A strong reference manipulates the strong refs
counter as
shown above. An actor is destroyed if there are zero strong references
to it. If two actors keep strong references to each other via member variable,
neither actor can ever be destroyed because they produce a cycle
breaking-cycles. Strong references are formed by
strong_actor_ptr
, actor
, and
typed_actor<...>
actor-reference_.
A weak reference manipulates the weak refs
counter. This
counter keeps track of how many references to the control block exist. The
control block is destroyed if there are zero weak references to an actor
(which cannot occur before strong refs
reached zero as
well). No cycle occurs if two actors keep weak references to each other,
because the actor objects themselves can get destroyed independently from their
control block. A weak reference is only formed by actor_addr
actor-address_.
The function actor_cast
converts between actor pointers and
handles. The first common use case is to convert a strong_actor_ptr
to either actor
or typed_actor<...>
before being able
to send messages to an actor.
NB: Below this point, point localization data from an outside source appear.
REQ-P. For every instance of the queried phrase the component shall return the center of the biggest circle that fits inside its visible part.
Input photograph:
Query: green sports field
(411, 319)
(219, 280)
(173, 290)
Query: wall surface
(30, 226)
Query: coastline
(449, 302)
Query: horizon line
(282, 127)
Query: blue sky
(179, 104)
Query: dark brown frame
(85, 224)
The second common use case is to convert
actor_addr
to strong_actor_ptr
to upgrade a weak
reference to a strong reference. Note that casting actor_addr
to a
strong actor pointer or handle can result in invalid handles. The syntax for
actor_cast
resembles builtin C++ casts. For example,
actor_cast<actor>(x)
converts x
to an handle of type
actor
.
Cycles can occur only when using class-based actors when storing references to
other actors via member variable. Stateful actors stateful-actor_ break
cycles by destroying the state when an actor terminates, before the
destructor of the actor itself runs. This means an actor releases all
references to others automatically after calling quit
. However,
class-based actors have to break cycles manually, because references to others
are not released until the destructor of an actor runs. Two actors storing
references to each other via member variable produce a cycle and neither
destructor can ever be called.
Class-based actors can break cycles manually by overriding
on_exit()
and calling destroy(x)
on each
handle actor-handle_. Using a handle after destroying it is undefined
behavior, but it is safe to assign a new value to the handle.